Elections
Dans le journal "Le Monde" de ce week-end, je tombe sur un article traitant de mon coin de Bretagne, lieu peu médiatisé s'il en est. Qu'est-ce que j'apprends ? Certaines communes voteraient à plus de 30% pour le FN. Mais ça ne va pas, non ? J 'aimerais avoir quelques électeurs en face de moi pour qu'ils m'expliquent les raisons de ce vote. Est-ce la peur de l'immigré, l'insécurité, le chômage, le sentiment d'abandon, toute mauvaise raison invoquée ici et là pour justifier pareille ignominie ? Je ne vois aucune raison objective à ce cancer mais les métastases ne sont pas objectifs, ils contaminent aussi les corps sains. Distiller la peur de l'autre dans une région traditionnellement repliée sur elle-même n'est pas difficile. Ici, on ne se lie pas facilement et l'étranger peut venir du village voisin, je le sais d'expérience. Le candidat frontiste semble lui-même étonné de cet engouement, il se contente de l'accompagner, habitué qu'il était à des scores à un chiffre. J'éprouvais une certaine fierté de ce peu d'enthousiasme quand le reste du pays commençait à sympathiser avec la famille Le Pen. Néanmoins, quand j'arpente les rues de mon village natal, j'éprouve un certain malaise. Le centre village semble quasi abandonné, pas âme qui vive et les panneaux "A vendre" fleurissent en toutes saisons. Il reste deux commerces, une boulangerie et un bar-restaurant, fermé en dehors des heures de repas. La boulangerie est à vendre pour cause de retraite. A première vue, sous un ciel bas de Novembre, cela ne distille pas une franche gaieté. Un lotissement semble accréditer l'idée d'installations récentes et l'existence d'une médiathèque montre un réel effort de désenclavement culturel. L'école primaire a repris des couleurs avec une hausse des effectifs. Des rencontres sont régulièrement organisées dans la salle des fêtes , fruit du travail d'une association locale. Mais alors, quoi ? Qu'est-ce qui ne va pas ? L'abandon, souvent évoqué, par les pouvoirs publics ne peut expliquer ce glissement.
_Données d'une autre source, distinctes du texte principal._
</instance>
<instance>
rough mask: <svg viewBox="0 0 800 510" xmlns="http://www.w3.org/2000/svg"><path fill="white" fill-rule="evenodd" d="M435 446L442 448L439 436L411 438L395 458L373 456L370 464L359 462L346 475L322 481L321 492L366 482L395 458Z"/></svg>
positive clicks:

C'est un village tranquille, comme on l'a compris, pas de raison ici d'être inquiet, les portes restent souvent ouvertes bien que, depuis quelque temps, elles se ferment, on ne sait jamais. L'anxiété vient d'ailleurs, comme toujours. Il est facile de stigmatiser les médias mais je ne peux m'empêcher de recouper les conversations que j'ai eues ici avec les informations télévisuelles, porteuses d'images et de discours anxiogènes. La fenêtre sur le monde s'ouvre sur un univers urbain, en proie au terrorisme, aux règlements de compte, aux enlèvements et divers homicides. La première page du journal local n'a rien à envier aux supports plus volatils. Nous avons affaire à un nouvel avatar de l'argumentaire politique :la peur par procuration. Là où il ne se passe rien d'alarmant, créons le malaise par média interposé, formidable caisse de résonance, ressenti d'autant plus fortement qu'il intervient dans une communauté où le quotidien est traditionnellement calme. Introduire la suspicion et la méfiance de l'autre devient un jeu d'enfant. Les candidats du FN ne sont que les instruments de cette escroquerie démocratique. Ouvrez les yeux, il est encore temps. Il fait bon vivre dans ce coin de Bretagne, souvenez vous en.